3.5B Web Pages from CommonCrawl 2012
Large-scale web crawl dataset containing 3.5 billion web pages from CommonCrawl (2012), suitable for web mining, search, and network analysis research. Listed as part of an awesome-style collection of computer networks datasets.
About this tool
3.5B Web Pages from CommonCrawl 2012
Overview
Large-scale web crawl dataset containing approximately 3.5 billion web pages collected by CommonCrawl in 2012. Intended for research and experimentation in areas such as web mining, search, and network analysis. Listed within an “awesome-style” collection of computer networks datasets.
- Category: Themed directories
- Type: Dataset (web crawl / big data)
- Year of crawl: 2012
- Source: CommonCrawl (referenced via BigDataNews)
- URL: http://www.bigdatanews.com/profiles/blogs/big-data-set-3-5-billion-web-pages-made-available-for-all-of-us
- Tags: datasets, web, big-data
Features
- Contains about 3.5 billion web pages from a large-scale crawl.
- Based on the CommonCrawl 2012 corpus.
- Suitable for web mining research, including:
- Content analysis at large scale
- Topic modeling and classification
- Language and text mining experiments
- Applicable to search and information retrieval research, such as:
- Indexing and ranking experiments
- Query log–independent search evaluation scenarios
- Supports network and graph analysis, including:
- Web graph construction
- Link structure and connectivity studies
- Page-level and domain-level graph metrics
- Appropriate for big data processing frameworks (e.g., Hadoop/Spark-style workflows), given its scale.
- Included in an awesome-style curated list of computer networks datasets, indicating use as a reference dataset for networking and web research communities.
Use Cases
- Academic and industrial web-scale research projects.
- Benchmarking big data processing pipelines and distributed systems.
- Building and testing experimental search engines.
- Studying web structure, connectivity, and evolution around 2012.
Pricing
- Not specified in the provided content. (CommonCrawl datasets are typically freely available, but the exact access terms should be confirmed on the linked source.)
Loading more......
Information
Categories
Similar Products
6 result(s)Open repository of petabyte-scale web crawl data spanning multiple years, offering raw web page and metadata for large-scale analytics. A canonical item in many awesome datasets and web data directories.
Research corpus of about 1 billion web pages collected in 2009 by the Lemur Project, designed for information retrieval and web mining experiments and commonly listed in awesome datasets directories.

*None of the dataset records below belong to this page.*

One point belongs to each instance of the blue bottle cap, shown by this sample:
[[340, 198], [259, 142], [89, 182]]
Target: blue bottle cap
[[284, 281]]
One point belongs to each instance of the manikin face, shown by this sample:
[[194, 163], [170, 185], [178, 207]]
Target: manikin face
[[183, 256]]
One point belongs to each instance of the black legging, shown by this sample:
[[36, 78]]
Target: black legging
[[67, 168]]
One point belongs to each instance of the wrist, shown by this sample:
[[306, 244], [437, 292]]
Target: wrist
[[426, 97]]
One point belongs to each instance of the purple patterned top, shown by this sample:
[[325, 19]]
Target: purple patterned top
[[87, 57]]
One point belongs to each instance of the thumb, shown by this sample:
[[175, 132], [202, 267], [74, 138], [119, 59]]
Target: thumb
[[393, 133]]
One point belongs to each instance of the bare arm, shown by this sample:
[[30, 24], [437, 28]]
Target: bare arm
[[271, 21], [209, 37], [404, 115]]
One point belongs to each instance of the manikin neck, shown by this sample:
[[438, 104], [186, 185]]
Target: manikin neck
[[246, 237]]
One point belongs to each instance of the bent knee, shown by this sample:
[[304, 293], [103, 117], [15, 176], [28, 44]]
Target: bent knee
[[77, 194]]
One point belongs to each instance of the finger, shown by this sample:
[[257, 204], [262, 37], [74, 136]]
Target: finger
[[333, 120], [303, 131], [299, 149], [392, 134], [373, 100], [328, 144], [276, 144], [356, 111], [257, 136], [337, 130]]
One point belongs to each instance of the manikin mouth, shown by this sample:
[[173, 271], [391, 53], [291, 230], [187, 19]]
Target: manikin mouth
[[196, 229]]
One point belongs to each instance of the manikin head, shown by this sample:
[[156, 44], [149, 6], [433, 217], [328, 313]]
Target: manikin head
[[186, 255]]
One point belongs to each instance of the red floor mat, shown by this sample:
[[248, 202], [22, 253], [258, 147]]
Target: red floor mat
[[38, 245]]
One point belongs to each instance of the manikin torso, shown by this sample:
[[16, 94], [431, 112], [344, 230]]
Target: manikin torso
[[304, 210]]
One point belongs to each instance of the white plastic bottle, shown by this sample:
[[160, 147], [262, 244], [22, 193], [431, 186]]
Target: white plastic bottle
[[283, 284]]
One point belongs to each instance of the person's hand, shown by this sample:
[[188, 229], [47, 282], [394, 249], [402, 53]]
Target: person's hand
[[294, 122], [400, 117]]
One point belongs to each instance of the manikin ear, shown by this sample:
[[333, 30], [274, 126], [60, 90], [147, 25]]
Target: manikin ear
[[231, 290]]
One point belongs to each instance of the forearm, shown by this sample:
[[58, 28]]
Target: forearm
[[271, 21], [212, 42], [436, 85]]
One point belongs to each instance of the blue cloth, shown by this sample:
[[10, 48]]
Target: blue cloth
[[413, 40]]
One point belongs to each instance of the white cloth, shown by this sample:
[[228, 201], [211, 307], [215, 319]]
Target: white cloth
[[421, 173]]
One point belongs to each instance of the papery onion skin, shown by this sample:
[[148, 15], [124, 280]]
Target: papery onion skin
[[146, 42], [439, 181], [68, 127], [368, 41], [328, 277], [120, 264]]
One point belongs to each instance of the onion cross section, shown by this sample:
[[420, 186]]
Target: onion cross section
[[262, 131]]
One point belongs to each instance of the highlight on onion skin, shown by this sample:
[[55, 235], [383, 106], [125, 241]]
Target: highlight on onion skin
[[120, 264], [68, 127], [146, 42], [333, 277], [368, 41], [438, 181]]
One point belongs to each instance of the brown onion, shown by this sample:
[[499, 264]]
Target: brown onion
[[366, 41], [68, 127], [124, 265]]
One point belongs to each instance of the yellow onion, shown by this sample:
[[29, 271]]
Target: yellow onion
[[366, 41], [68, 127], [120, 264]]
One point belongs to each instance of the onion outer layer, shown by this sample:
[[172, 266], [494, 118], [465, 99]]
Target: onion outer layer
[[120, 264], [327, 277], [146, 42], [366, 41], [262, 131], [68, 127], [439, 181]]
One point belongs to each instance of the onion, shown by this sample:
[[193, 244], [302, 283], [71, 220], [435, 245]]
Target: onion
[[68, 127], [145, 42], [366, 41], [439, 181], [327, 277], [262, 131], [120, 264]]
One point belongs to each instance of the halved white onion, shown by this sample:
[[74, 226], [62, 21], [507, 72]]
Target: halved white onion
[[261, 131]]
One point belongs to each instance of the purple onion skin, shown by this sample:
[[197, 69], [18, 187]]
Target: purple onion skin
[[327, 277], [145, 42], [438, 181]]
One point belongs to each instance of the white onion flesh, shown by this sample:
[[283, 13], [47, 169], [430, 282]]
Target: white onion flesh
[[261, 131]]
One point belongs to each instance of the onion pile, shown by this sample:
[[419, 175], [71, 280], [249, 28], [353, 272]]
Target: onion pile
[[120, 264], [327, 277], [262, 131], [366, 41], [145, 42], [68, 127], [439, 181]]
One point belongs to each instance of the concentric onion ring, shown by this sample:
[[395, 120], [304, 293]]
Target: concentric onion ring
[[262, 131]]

Large-scale web crawl dataset of 733 million web pages collected in 2012, maintained by the Lemur Project and widely used for IR research; referenced in awesome-style dataset listings.
The Laboratory for Web Algorithmics (LAW) at the University of Milan provides a structured collection of large‑scale web and hyperlink graph datasets. This page acts as a directory of web graph and network datasets suitable for experiments in web mining, graph algorithms, and network analysis, aligning with "awesome"-type meta-lists of reusable data resources.
Clickstream dataset with 53.5 billion web clicks from 100,000 anonymized users at Indiana University, useful for studying browsing behavior, recommendation, and network traffic patterns; included in an awesome curated datasets list.
Indie Map provides a social graph and crawl data of prominent IndieWeb sites, cataloged in the Awesome Data Project as a specialized social network dataset for IndieWeb communities.